In what may be the ultimate film surprise, more than any film-ending twist or macguffin, is that Hitchcock murders his starlet and turns Norman into the protagonist. Consider when he must dispose of Marion's body by pushing her car (with her body in it) into a nearby tar pit. After it sinks halfway, the car suddenly stops, suspended in plain sight. The audience tenses with Norman, until whatever bubble of air was keeping the car afloat bursts and finally sinks, and we feel a certain relief with Norman. When a private detective looking for Marion and, later, Sam and Marion's sister arrive to try to sort out what happened, the tension comes not from these people trying to figure it out while under the watch of Norman and his mother, but from Norman trying to keep it all from unraveling. When the finale comes and the truth of Norman's mother is revealed, he is almost pitiable.

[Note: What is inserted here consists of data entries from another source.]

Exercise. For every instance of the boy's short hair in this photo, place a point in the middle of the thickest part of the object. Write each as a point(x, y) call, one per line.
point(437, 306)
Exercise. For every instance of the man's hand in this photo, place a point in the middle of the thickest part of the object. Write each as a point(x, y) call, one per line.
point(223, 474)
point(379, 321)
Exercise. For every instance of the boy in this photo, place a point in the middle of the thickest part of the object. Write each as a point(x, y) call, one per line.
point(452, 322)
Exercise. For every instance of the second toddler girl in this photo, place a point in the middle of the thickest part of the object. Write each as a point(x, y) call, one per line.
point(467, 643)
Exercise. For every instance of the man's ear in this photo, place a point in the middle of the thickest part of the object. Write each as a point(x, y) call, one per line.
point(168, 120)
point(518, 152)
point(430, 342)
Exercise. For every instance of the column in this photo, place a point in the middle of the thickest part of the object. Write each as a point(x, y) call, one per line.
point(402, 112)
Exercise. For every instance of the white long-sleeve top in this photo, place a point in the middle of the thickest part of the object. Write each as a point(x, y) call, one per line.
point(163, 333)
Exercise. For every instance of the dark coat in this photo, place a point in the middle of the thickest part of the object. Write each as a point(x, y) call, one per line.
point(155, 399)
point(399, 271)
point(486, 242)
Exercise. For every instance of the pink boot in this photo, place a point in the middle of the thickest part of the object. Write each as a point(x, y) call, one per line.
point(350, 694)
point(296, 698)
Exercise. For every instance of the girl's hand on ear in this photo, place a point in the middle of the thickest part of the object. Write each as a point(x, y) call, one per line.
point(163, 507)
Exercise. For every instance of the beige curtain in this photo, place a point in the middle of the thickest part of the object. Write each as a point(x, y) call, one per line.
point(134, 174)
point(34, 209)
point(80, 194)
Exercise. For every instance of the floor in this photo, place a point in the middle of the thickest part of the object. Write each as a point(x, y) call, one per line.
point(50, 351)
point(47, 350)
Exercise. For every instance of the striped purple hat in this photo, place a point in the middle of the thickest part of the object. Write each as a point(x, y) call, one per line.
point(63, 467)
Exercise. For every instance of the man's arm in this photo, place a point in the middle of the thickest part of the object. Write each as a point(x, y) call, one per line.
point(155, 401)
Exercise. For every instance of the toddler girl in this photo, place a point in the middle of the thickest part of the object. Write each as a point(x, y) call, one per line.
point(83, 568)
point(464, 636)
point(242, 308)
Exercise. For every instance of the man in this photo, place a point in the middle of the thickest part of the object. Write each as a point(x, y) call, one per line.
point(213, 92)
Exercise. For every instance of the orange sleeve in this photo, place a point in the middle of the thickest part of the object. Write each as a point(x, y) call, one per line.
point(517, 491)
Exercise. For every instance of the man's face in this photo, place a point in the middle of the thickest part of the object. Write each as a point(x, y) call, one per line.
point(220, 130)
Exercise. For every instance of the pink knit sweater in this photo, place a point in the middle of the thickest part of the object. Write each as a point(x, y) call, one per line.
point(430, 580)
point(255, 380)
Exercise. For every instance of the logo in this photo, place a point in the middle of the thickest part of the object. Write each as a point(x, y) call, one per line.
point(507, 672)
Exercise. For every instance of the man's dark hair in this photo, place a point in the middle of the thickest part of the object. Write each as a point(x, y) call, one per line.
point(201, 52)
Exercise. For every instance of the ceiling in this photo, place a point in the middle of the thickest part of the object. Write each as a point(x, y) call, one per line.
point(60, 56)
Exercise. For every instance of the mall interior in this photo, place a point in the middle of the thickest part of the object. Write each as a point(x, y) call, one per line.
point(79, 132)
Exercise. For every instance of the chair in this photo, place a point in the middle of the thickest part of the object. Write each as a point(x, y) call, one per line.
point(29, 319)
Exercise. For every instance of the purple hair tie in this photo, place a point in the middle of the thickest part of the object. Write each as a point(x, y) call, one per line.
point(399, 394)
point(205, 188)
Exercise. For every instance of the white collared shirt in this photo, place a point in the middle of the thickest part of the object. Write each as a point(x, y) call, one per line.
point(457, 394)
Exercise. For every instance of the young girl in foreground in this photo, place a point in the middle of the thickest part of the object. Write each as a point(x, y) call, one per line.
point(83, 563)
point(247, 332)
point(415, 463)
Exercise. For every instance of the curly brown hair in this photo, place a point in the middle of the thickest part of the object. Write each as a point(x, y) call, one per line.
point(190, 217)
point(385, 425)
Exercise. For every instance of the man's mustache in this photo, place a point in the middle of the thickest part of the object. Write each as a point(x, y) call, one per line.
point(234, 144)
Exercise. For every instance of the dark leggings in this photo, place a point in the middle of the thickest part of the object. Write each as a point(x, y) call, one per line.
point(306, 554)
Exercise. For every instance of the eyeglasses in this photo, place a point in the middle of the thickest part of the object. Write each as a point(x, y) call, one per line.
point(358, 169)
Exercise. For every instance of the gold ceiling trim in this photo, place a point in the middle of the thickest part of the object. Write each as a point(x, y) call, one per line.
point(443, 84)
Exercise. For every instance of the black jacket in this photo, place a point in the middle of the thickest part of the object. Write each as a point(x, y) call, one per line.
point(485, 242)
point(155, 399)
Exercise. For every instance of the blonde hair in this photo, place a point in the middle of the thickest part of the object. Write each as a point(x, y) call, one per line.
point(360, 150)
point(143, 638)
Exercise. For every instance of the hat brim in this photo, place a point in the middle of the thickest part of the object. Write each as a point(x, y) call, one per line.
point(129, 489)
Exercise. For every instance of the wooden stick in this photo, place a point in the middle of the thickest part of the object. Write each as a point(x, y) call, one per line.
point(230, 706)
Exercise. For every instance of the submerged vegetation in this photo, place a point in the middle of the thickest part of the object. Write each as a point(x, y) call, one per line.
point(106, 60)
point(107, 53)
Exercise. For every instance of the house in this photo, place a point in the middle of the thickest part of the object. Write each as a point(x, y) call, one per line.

If the movie has a weak spot, it is in the psychiatrist's overlong speechat the end where he explains Norman's insanity. It starts off chilling and shocking, then keeps going until it's repetitive, anti-climactic, and almost unintentionally funny. Hitchcoc pulls it out of a tailspin when he cuts to Norman's closeup and the inner monologue of his "mother half," but think how much more effective it would have been if Hitch had cut to him right after "Norman Bates no longer exists. He only half-existed to begin with."

The most exciting thing about the film is how inept everyone is. Consider how jumpy Marion is when a cop finds her sleeping in her car. How skittish Norman is when people come snooping around looking for her. How Sam lacks any subtlety at all when he tries to sneak some information out of Bates. No one picks up a gun and magically knows how to use it, and Norman does not suddenly become a master criminal after disposing of Marion. Hitchcock's previous film, North By Northwest, created suspense by pitting a normal man against professionals, but here the borderline incompetence of nearly everyone on screen lets the audience identify with these characters, making the twists all the more shocking.

Hitchcock was never an actor's director; hell, he often didn't even place much value in the scripts. But Anthony Perkins is the great exception; sure, Cary Grant, Grace Kelly, James Stewart, and the like were excellent, but none of them put in a performance that is remembered for the sheer acting of it. Everyone knows Rear Window and Vertigo, but not everyone would know the lead character's names. Mention the name Norman Bates, and everyone in the room is going to know exactly what you're talking about. Perkins' performance is quite possibly the most identifiable aspect of Hitchcock's entire canon; Psycho is at least his third best film, but 9 out of ten times you say his name people will start hacking the air with a fist and making screeching violin noises. And while we're on the subject of the soundtrack, Bernard Hermann's score must surely rank as one of the all-time greats, and it's the first score that is inseparable from the film, synonymous with its very name. Such an event wouldn't happen again until Ennio Morricone's immortal score for The Good, The Bad, and The Ugly (and, later, Jaws).

Psycho is the first of the slasher flicks, and it is still the best. It flies in the face of the current torture-porn mentality, which seems to believe that the more blood thrown against the screen the scarier the film. But consider how tense Hitchcock makes it with merely a splash of blood, in black and white no less. By the film's end it's such a white-knuckler that the momentum-killing denouement is almost forgivable because it flattens the heart rate. Most directors would kill to make a film this good, and it's not even his best.